Word_embedding_understanding
文章目录
从one-hot 到 word2vec, 到elmo,简单介绍一下 NLP中词向量的过程。
进入正题之前,思考为什么要将词用向量来表示呢?这样可以给词语一个数学上的表示,使之可以适用于某些算法或数学模型。通常将词语表示成向量有如下两种方法: one-hot and distributed 表示法。one-hot 只有一个位置是1 其他的位置都是0,最大的特点就是数据变得稀疏,而后者属于稠密向量。前者的缺点向量是相互独立的,无法通过距离函数比如 cosine 进行相似度的比较,并且如果维度 N非常大,那么高纬度的表示也可能引发维度灾难。于是接着往下看吧…
Traditional Word Vectors
Before diving directly into Word2Vec it’s worth while to do a brief overview of some of the traditional methods that pre-date neural embeddings.
这个是用来描述文章的,有一个大的dict,然后一片文章是如何进行表示、 Bag of Words or BoW vector representations are the most common used traditional vector representation. Each word or n-gram is linked to a vector index and marked as 0 or 1 depending on whether it occurs in a given document.
An example of a one hot bag of words representation for documents with one word.
局限性: 一方面只是一种counter,没有考虑语义信息;另一方面有些 words 是明显的 relevant than others. BoW representations are often used in methods of document classification where the frequency of each word, bi-word or tri-word is a useful feature for training classifiers. One challenge with bag of word representations is that they don’t encode any information with regards to the meaning of a given word. In BoW word occurrences are evenly weighted independently of how frequently or what context they occur. However in most NLP tasks some words are more relevant than others.
这个是可以认识是对于 bag of words “relevant” 上的改进:使得 选择的words 更加的 “representative” 文章的调性。 TF-IDF, short for term frequency–inverse document frequency, is a numerical statistic that is intended to reflect how important a word or n-gram is to a document in a collection or corpus.

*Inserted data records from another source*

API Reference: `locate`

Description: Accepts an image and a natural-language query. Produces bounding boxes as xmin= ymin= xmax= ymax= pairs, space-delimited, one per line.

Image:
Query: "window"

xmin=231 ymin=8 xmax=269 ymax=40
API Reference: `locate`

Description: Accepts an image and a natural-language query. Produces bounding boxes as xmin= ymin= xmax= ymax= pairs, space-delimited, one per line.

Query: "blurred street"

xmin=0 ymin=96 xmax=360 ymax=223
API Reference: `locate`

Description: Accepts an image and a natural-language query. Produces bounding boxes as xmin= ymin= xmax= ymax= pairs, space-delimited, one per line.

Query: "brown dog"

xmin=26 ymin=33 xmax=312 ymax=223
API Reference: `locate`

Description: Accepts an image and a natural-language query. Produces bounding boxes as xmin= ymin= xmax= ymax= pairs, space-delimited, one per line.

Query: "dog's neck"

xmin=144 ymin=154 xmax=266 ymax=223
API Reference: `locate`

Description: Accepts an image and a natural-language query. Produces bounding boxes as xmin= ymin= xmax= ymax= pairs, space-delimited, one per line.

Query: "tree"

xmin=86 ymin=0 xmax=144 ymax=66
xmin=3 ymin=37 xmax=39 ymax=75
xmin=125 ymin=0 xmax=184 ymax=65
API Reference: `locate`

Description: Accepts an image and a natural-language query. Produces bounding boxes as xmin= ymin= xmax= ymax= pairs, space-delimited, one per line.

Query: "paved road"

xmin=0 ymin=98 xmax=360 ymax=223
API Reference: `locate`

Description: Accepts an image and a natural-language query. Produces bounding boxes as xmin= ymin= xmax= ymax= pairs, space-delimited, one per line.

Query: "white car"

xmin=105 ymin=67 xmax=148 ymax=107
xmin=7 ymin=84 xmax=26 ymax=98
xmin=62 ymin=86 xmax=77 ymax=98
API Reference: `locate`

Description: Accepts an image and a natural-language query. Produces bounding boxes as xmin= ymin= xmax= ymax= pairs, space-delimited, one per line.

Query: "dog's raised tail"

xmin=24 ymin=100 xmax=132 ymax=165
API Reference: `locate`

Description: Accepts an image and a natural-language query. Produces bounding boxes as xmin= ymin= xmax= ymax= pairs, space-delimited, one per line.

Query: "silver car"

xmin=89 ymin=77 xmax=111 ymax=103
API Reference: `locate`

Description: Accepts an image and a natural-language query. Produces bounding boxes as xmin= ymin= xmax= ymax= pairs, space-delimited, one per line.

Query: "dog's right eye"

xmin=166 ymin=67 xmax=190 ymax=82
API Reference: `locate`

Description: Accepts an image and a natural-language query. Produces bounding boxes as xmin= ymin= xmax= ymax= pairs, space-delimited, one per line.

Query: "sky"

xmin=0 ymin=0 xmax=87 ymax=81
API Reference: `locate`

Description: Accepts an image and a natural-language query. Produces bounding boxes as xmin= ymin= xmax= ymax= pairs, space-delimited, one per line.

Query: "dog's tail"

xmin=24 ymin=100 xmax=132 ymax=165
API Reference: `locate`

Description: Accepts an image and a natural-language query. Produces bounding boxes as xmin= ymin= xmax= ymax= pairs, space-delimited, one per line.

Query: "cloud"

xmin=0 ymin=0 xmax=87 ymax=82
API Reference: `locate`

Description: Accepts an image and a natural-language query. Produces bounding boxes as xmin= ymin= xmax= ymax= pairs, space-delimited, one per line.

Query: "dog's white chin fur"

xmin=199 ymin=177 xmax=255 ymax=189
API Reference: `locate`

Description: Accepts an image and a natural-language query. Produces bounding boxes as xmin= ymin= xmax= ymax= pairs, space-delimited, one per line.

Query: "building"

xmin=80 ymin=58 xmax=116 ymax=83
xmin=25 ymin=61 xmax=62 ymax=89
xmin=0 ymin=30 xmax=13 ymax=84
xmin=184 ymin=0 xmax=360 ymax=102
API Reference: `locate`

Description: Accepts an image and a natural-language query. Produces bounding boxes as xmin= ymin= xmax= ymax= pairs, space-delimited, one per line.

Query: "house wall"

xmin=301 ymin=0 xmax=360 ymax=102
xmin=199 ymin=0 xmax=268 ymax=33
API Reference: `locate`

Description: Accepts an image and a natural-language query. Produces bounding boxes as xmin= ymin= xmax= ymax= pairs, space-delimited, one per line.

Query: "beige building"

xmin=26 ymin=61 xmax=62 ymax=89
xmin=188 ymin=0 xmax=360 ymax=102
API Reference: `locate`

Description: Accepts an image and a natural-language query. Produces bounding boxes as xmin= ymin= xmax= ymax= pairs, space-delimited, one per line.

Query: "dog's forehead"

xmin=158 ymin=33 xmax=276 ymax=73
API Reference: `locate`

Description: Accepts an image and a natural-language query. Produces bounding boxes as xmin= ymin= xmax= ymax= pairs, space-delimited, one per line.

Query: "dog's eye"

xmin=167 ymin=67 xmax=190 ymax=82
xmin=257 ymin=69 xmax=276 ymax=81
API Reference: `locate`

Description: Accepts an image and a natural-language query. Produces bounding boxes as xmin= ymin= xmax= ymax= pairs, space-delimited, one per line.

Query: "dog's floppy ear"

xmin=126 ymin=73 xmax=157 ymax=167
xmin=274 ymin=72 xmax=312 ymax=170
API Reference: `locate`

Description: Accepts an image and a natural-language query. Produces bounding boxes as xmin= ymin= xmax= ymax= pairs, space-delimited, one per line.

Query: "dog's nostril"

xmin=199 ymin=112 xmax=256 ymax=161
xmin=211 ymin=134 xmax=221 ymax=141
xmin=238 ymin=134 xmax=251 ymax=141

They provide some weighting to a given word based on the context it occurs.The tf–idf value increases proportionally to the number of times a word appears in a document and is offset by the number of documents in the corpus that contain the word, which helps to adjust for the fact that some words appear more frequently than others.
但是对于 bag of words 中“没有体现语义” 的缺陷还是没有 deal with。 However even though tf-idf BoW representations provide weights to different words they are unable to capture the word meaning.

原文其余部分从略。